Update: As far as "algebra" concerns, as long as we are only working with the binary operations $\times$ and $+$, it might be pointless trying to distinguishing the true $\mathbb{R}$ and the isomorphic copy due to isomorphism. However, when we do more complicated things (taking limit, taking integral, considering topological structure, etc.), I assume it would be natural to question whether the same conclusions carries over?
 A: I think this question is going to turn out to be very difficult to answer to your satisfaction - what, after all, is $\mathbb{R}$?
What do I mean? Well, let's say we all agree what the rationals are. Then is a real number


*

*An equivalence class of Cauchy sequences of rationals?

*A set of Dedekind cuts in $\mathbb{Q}$?
Note that these are fundamentally different set-theoretic objects: the former is a set of sequences of rationals, while the second is just a set of rationals. And these aren't the only ways to think of $\mathbb{R}$.
So any time you ask a question of the form "Is $\mathbb{R}$ a subset of [thing]?", you have to first specify what exactly you mean by $\mathbb{R}$. And nobody does that . . .

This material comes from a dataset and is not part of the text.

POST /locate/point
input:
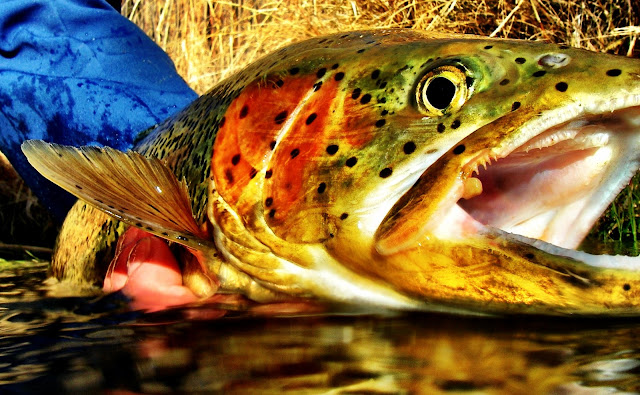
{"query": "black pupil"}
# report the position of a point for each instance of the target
(440, 92)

. . . Because what we're really interested in is fields up to isomorphism. 

EDIT: This is what I get for writing an answer on a plane! :P 
I think my last line - above the edit - may come off as dismissive. It shouldn't. When I write that "what we're really interested in is fields up to isomorphism," I do not mean that questions that dig deeper than isomorphism are non-mathematical. Rather, I mean that when we speak of "the reals" in mathematical practice, this is the viewpoint we're (almost always) tacitly adopting.

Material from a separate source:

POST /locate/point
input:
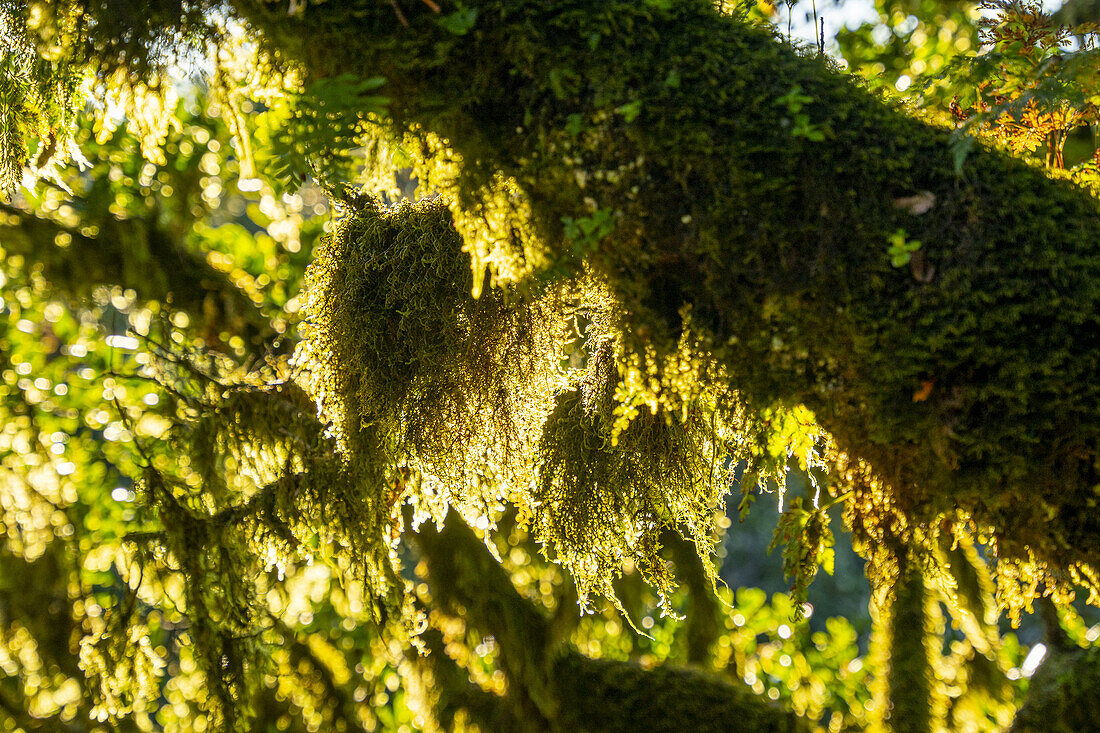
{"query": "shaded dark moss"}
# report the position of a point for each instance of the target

What sort of question is "what are the reals exactly?" (Or the rationals. Or the integers.) Well, there's certainly a philosophical aspect, but I'd argue that that doesn't render it non-mathematical. But it does mean we have to be satisfied with answers that are really more about set theory than they are about algebra. 

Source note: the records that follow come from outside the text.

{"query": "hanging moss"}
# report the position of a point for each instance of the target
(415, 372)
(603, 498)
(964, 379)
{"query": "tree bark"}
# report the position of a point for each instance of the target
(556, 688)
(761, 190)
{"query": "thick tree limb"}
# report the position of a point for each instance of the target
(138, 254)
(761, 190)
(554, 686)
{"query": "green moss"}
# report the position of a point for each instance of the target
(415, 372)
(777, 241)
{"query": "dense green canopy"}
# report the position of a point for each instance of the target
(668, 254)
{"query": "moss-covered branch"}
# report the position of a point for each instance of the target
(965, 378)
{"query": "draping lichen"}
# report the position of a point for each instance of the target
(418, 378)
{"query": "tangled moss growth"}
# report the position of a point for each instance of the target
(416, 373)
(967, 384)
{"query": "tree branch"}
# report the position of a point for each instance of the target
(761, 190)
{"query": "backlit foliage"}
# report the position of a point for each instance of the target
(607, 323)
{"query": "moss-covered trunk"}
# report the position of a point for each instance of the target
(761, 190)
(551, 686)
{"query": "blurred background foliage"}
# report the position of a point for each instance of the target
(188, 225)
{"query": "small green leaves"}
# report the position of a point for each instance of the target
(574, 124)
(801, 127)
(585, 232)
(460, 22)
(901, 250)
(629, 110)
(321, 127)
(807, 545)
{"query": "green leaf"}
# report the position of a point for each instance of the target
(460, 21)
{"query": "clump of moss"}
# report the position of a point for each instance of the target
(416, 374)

More fundamentally, the real problem is in determining what criteria we use to judge the possible answers. If I give you two definitions of $\mathbb{R}$, how do you tell which one is "more true" (let alone how do we identify one as being exactly right)?
Indeed, one extremely reasonable response is to reject phrases like "the reals" as meaningless - we can talk about complete ordered Archimedean fields, but singling one of them out to be the "right" reals would be bizarre (so the argument goes). In fact, we can view this line of thought as an indictment of set-theoretic foundations in general (look up "structural set theory"). My own philosophical opinions are poorly formed and frequently changing (to make up for the poorly-formedness), but this is a viewpoint I have a lot of sympathy for.
A: You really mean $K=\Bbb R[x]/(x^2+1)$ so the elements of $K$ are of the form $a+bx$ with $a,b \in \Bbb R$.  As you say, $K$ has a subfield, the elements with $b=0$, that is isomorphic to $\Bbb R$.  What is the difference between a subfield of $K$ that is isomorphic to $\Bbb R$, a genuine copy of $\Bbb R$, and $\Bbb R$ itself?
A: It doesn't really matter. As a philosophical point, it's best not to worry about whether two structures are "actually the same" rather than isomorphic in a canonical way.